In a further stage of the work, VRML files were imported into 3D modelling software in order to be processed and optimised for a better outcome in a web-orientated environment.

One of the problems of exporting models from GIS3D extension is the incorrect representation of some geometrical features, because of different conventions between different software applications: the normal vectors used to determine the orientation of the polygons, are always inverted and because of this the final outcome is a model in which the texture is not visible. Additionally, GIS3D extension tends to duplicate vertices in the final VRML model, and we found many overlaps, resulting in data redundancy and shading problems.
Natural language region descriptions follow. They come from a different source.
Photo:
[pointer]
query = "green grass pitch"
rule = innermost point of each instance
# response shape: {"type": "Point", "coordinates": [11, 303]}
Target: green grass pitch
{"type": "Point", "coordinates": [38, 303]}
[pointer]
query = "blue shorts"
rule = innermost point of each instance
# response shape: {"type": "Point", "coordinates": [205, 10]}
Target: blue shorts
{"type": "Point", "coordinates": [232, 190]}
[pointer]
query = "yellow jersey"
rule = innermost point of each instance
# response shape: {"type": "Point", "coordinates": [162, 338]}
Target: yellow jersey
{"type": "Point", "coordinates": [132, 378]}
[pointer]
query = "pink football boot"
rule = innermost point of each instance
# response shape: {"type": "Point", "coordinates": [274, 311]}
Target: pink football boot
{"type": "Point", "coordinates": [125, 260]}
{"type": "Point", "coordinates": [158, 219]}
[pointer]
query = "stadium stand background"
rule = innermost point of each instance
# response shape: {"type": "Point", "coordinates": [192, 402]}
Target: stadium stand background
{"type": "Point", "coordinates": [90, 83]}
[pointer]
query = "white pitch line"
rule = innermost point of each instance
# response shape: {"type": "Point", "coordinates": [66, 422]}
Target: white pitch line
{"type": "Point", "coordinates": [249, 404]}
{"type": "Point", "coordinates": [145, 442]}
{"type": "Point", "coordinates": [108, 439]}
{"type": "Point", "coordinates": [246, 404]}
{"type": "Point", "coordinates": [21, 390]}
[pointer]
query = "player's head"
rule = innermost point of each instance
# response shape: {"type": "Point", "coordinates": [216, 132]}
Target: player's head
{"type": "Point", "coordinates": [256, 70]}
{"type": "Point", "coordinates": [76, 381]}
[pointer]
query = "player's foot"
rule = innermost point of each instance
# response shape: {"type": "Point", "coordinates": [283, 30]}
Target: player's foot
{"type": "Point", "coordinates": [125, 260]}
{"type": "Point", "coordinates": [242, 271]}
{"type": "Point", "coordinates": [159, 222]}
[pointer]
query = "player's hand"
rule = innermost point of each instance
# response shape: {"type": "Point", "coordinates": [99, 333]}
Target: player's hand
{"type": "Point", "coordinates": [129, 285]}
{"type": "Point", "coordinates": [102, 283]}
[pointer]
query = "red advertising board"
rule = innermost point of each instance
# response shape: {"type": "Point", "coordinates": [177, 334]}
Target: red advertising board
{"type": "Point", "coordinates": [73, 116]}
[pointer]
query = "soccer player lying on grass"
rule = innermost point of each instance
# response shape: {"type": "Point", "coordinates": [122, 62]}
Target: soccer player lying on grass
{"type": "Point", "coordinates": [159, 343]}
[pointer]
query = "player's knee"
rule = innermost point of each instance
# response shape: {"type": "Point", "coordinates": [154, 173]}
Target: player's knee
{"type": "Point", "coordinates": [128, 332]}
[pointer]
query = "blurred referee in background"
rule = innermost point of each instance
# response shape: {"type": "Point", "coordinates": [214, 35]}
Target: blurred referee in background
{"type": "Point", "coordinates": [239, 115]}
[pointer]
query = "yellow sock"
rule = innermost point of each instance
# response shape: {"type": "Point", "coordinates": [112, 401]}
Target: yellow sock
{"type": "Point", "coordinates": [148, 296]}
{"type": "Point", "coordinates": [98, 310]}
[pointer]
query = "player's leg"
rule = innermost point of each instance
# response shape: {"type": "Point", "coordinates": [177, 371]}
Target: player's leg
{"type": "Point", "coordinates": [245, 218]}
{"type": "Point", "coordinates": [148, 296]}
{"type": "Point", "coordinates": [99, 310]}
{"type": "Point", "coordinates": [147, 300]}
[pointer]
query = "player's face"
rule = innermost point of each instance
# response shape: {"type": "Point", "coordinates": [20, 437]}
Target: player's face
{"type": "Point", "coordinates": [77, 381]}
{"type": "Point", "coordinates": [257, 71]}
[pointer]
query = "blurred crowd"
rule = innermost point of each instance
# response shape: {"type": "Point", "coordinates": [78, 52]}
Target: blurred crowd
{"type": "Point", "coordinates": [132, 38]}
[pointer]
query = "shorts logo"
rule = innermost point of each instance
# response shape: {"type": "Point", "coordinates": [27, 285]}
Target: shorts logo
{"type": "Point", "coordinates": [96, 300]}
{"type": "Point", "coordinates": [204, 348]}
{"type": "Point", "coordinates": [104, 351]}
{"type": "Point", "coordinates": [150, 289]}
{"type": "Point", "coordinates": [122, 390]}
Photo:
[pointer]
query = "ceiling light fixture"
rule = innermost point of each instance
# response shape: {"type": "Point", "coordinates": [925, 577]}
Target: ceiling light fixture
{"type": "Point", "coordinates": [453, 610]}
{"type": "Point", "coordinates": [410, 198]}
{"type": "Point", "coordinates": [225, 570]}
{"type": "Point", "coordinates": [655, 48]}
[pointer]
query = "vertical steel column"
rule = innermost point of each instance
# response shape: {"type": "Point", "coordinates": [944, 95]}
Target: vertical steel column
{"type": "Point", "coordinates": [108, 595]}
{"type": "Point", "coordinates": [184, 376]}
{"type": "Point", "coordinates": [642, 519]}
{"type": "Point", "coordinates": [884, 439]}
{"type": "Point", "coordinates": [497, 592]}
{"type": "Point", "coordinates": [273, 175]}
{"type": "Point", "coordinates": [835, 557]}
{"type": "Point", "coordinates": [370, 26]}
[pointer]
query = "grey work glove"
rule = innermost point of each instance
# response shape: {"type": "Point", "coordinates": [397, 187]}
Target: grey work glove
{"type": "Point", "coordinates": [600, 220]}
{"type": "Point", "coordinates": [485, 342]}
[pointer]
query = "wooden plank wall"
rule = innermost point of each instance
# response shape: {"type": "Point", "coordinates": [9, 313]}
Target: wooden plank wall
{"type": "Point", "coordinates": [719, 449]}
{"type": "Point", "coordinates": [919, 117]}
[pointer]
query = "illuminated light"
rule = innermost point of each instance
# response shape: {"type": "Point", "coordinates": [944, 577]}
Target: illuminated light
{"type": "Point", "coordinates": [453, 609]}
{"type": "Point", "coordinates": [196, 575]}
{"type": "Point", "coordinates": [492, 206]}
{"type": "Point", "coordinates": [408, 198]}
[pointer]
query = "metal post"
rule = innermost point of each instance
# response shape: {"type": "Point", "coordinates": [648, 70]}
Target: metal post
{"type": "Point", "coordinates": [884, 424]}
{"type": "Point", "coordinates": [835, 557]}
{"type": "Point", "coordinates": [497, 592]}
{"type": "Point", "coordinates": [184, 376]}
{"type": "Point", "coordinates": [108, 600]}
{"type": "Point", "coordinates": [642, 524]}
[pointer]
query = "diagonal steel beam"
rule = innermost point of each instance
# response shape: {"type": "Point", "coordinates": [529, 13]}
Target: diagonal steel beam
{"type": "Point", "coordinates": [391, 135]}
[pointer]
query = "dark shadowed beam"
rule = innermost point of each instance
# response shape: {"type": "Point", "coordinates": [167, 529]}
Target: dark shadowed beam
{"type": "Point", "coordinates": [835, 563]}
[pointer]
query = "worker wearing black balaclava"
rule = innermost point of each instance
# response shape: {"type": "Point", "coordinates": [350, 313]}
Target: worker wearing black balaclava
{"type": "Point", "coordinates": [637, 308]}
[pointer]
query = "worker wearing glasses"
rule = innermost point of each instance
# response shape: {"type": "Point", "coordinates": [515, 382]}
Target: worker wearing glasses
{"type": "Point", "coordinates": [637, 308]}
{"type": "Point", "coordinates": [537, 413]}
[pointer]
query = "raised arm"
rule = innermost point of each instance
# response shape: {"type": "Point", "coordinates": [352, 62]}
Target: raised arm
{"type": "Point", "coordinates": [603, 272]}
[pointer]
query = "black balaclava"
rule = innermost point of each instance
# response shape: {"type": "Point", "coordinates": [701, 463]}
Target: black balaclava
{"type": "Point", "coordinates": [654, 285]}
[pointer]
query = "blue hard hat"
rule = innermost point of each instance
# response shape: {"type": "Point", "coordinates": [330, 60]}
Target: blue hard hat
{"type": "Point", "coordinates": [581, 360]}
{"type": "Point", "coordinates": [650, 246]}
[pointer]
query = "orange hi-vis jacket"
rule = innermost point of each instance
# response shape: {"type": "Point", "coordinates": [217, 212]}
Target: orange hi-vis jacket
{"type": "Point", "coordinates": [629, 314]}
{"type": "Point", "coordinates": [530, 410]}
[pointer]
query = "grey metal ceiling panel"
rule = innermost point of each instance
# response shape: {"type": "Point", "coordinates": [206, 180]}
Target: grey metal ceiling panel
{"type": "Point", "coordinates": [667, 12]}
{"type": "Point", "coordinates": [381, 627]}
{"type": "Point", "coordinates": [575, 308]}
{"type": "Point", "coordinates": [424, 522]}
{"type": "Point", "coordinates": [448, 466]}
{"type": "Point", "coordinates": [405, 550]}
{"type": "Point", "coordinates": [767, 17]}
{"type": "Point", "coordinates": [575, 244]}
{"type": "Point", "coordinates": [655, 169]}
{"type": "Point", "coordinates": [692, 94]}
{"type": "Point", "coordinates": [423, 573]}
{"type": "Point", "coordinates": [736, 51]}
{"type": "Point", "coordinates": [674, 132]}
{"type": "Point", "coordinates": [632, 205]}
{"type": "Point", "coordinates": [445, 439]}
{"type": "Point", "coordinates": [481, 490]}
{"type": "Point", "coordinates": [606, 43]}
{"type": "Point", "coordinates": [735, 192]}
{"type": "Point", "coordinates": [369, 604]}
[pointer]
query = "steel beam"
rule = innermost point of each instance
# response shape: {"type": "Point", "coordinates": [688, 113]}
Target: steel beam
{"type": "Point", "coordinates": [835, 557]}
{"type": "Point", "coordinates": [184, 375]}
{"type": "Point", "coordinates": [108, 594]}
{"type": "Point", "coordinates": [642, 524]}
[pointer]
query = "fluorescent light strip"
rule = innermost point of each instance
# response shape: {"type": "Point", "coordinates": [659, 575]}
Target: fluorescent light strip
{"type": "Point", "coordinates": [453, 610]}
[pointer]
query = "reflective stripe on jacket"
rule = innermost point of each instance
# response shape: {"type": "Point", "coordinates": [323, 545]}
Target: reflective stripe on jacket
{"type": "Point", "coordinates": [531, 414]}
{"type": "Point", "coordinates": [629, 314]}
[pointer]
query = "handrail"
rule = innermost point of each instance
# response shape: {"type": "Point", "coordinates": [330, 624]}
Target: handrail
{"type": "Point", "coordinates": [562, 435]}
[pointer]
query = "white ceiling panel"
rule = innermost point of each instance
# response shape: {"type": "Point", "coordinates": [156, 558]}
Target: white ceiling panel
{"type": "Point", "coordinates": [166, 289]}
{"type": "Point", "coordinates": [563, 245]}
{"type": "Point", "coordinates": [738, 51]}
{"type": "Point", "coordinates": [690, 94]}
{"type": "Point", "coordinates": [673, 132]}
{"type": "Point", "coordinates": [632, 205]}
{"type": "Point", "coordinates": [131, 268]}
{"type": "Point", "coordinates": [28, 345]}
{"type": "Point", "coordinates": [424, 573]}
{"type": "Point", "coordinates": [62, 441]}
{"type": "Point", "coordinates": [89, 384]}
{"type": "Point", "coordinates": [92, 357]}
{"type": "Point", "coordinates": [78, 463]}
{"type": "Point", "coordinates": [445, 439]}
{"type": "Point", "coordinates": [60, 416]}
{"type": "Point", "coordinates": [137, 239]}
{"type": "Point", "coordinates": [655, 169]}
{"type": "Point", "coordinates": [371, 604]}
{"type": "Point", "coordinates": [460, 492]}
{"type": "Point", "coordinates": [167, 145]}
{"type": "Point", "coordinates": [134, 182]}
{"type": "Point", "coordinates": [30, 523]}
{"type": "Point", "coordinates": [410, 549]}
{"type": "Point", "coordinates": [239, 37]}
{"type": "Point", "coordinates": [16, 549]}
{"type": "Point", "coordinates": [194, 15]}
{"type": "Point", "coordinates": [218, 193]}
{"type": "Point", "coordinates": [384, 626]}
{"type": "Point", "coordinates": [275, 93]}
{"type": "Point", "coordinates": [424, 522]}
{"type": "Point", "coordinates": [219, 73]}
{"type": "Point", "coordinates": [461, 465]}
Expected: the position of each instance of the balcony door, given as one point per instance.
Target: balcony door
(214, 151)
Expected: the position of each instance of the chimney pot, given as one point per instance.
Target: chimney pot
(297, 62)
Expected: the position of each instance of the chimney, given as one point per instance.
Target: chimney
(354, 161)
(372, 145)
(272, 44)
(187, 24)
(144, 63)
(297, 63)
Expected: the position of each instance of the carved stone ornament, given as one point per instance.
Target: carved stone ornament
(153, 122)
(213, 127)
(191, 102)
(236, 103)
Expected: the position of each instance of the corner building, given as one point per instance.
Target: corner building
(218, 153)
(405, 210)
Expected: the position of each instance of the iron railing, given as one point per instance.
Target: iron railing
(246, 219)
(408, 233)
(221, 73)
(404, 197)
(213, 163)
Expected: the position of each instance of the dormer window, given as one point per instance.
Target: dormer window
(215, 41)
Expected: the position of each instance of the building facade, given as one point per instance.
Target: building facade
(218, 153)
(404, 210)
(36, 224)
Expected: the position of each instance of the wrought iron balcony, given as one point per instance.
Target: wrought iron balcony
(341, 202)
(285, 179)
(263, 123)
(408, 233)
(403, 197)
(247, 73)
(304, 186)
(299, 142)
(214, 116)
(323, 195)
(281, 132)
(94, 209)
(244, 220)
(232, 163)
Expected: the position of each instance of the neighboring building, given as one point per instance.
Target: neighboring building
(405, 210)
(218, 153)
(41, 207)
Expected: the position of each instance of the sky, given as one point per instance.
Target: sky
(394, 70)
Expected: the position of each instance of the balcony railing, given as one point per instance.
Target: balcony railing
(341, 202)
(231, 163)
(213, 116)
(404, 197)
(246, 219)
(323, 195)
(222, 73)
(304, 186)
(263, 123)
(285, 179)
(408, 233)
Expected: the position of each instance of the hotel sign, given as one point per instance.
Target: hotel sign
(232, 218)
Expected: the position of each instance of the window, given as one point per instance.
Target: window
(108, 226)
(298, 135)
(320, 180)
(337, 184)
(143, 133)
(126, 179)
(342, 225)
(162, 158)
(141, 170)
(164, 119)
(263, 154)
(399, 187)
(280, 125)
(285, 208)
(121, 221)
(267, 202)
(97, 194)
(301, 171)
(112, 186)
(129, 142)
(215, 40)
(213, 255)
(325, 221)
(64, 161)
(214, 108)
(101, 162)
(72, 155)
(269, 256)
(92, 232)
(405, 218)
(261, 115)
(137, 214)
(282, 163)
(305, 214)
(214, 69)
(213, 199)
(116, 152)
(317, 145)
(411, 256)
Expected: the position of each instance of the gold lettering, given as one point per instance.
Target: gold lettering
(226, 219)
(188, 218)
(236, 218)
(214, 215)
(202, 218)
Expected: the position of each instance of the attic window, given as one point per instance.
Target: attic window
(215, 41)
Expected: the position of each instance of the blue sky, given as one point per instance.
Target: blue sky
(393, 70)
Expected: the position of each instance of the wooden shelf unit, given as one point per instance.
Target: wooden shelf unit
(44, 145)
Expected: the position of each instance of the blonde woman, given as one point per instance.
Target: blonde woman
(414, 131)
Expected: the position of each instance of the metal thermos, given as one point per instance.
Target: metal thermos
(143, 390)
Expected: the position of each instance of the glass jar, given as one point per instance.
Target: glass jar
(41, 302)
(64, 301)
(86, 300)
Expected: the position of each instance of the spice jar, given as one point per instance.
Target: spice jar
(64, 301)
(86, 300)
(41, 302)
In order to fix these problems, prior to proceeding to the simplification of meshes (in order to make them usable for real-time usage), we had to perform simple post-process steps, such as normal flipping and vertex welding. Finally, the model was converted into the AAM geometry format (which is the XVR native format for the description of triangular meshes) in order to be visualised with the XVR technology (Carrozzino et al. 2005). For this purpose, it is necessary to have previously plugged in a specific exporting tool.

5.1.2 The Web-orientated model

XVR allowed us to prototype a 3D real-time application quickly, where the different models previously obtained have been integrated in order to set up a Web3D-orientated model. Once the VRML models had been converted to AAM files, we obtained different, independent 3D thematic representations of the Pisa coastal plain landscape i.e. land use, lithology, known sites and archaeological predictive model. At this point, all of the previously obtained data had to be integrated in a virtual environment in order to be visualised with a typical web-browser (it should be stressed that so far only Internet Explorer is supported via ActiveX Control, although Firefox and Chrome can run it via the 'IE View' NPAPI extensions and more extensive support to other browsers/platform is currently under development). For this reason, all the data were imported inside XVR Studio, the Integrated Development Environment which enables the building of a VR application and then embedded in a web page, with dedicated HTML code automatically added by the IDE.

Series of screenshots from XVR model

Select the image above to view the model in a new window [Instructions]. A small activeX plug-in is required. For non-IE users, use the 'IE View' NPAPI extensions (available for Firefox and Chrome users).

Once the functions related to the interactive visualisation of the model had been defined, by means of a VR-orientated scripting language, the application was compiled in a bytecode that will subsequently run on the XVR Virtual Machine and visualised in the 3D graphics context embedded, as previously described, inside the web page. As for the Pisa coastal plain model, we decided to visualise and experience it in two different ways: a passive and an interactive mode. As a matter of fact, the purpose was to test the process by presenting the model at an international conference, where an off-line installation was set up in order to let people experience such a model either by passively watching it or by navigating and moving into the virtual environment almost without any limitation, just by dragging the mouse. Users were also able to switch through different thematic layers, such as land use and archaeological risk maps (via function keys).